When at last his heart was empty, he lay on the cold ground and slept. But tonight his still rest
was broken by a dream. It surprised him to be dreaming, surprised him even within the dream, for
dreaming was something he had given up long ago. It was a most holy dream, for in it he saw an
ancient stag walking painfully through a wood. What was the pain? A rat hung by its teeth from the
hart's belly, and at every step the stag shuddered with the pain. Zymas reached out his hand to take
the rat, but a voice stopped him.
"If you take away the rat, what will close the great wound in the hart's belly?"
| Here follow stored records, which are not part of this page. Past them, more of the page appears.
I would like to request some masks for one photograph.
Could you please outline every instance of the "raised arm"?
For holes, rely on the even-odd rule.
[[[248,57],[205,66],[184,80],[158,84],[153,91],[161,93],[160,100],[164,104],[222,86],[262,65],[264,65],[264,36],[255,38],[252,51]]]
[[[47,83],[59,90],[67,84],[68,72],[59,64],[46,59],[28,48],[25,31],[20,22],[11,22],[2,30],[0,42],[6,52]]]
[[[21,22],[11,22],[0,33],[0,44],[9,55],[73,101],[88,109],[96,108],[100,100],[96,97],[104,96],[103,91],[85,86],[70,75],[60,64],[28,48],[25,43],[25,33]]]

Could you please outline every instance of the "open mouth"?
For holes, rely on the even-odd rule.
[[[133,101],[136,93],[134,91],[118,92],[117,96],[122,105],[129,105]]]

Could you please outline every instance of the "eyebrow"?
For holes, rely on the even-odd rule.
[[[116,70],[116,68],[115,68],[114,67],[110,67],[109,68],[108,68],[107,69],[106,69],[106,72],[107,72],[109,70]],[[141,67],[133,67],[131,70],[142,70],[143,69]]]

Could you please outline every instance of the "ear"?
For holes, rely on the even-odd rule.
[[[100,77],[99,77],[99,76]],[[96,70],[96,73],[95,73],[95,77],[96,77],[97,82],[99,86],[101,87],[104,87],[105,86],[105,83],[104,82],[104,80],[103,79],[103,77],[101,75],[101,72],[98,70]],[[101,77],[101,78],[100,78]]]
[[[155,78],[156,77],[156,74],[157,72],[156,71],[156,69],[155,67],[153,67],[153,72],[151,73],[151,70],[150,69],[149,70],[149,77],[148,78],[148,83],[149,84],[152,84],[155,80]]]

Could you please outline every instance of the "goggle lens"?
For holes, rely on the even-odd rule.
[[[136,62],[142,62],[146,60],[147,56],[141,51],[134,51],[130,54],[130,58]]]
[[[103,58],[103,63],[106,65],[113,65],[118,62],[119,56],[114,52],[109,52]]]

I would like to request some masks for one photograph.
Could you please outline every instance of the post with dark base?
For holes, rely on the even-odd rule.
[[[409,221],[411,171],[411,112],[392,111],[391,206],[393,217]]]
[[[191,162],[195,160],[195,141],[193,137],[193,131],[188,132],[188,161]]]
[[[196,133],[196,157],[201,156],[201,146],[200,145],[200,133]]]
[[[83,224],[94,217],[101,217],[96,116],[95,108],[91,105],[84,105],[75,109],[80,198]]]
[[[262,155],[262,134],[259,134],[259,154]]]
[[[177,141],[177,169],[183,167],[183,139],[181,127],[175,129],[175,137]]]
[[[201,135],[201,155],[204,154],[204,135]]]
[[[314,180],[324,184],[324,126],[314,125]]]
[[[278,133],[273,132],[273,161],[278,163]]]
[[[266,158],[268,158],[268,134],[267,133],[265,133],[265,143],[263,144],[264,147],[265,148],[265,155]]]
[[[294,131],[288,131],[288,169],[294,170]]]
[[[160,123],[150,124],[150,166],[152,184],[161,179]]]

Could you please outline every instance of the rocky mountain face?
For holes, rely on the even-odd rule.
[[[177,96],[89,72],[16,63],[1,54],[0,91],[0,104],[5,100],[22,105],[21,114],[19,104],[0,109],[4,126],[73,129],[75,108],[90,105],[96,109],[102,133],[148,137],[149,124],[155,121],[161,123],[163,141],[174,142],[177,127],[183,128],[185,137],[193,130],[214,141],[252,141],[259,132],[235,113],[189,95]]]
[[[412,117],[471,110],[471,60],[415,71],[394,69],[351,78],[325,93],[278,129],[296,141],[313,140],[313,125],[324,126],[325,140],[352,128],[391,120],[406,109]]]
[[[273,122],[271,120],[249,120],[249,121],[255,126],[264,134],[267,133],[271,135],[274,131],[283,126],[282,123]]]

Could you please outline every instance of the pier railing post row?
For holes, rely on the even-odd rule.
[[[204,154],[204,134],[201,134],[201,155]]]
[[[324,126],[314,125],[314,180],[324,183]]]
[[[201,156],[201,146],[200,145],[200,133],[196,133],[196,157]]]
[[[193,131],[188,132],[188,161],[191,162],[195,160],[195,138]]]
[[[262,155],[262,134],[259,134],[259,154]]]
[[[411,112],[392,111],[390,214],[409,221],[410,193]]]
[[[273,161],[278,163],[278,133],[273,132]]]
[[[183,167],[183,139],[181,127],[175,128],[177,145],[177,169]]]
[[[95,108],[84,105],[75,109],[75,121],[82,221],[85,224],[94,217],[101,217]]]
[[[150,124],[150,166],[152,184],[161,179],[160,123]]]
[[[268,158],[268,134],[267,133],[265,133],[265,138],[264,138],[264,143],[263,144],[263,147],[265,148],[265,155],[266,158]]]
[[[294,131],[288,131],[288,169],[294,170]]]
Zymas looked closer, and now he saw that the rat's teeth were holding together the lips of a long
and vicious wound that threatened to split the stag from breast to groin. Yet he knew the rat was
poisoning the wound.
Then a fierce eagle stooped, and landed brutally on the hart's back. Zymas saw at once what he
must do. He took the eagle in his hands, turned it upside down, and thrust its feet under the hart. The
talons reached and seized, spanning the wound, binding the edges together far more firmly than the
rat's teeth. Then, still upside down, the eagle devoured the rat, every bit. The stag was saved because
Zymas had set the eagle in its place.
"Palicrovol," said the voice, and Zymas knew it meant the eagle.
"Nasilee," said the eagle, and Zymas knew it meant the rat.
Nasilee was the name of the King. Palicrovol was the name of the Count of Traffing. Zymas
awoke then, and lay awake the rest of the night.
Before dawn he took his fifty men and went to the village, and in moments the people had
surrendered. The patriarch of the little village tried to explain why the taxes had gone unpaid, but
Zymas had heard the excuses a thousand times. He did not hear the old man. He did not hear the
moans of the women, the crying of the children. He only saw that each one stood before him with the
face of a great old stag, and he knew that his dream had not come to him by chance.
"Men," he said, and all heard his voice, though he did not shout.
"Zymas," they answered. They called him by his unadorned name because he had made it nobler
than any title they might have given him.
"Nasilee gnaws at the belly of Burland like a rat, and we, we are his teeth."
Puzzled, they did not know how to respond.
"Does the true King hang these helpless ones?"
Unsure what kind of test Zymas was posing, one of the men said, "Yes?"
"Perhaps he does," Zymas said, "but if he is the true King, then I will follow a false King who is
good, and I will make him true, and the people will no longer have to fear the coming of the army of
Zymas."
It seemed impossible to the soldiers that Zymas could speak such treason, but not so impossible
as the idea of Zymas telling a lie or making a jest. So Zymas was going to rebel against the King. Was
there any man there who would choose the King over Zymas?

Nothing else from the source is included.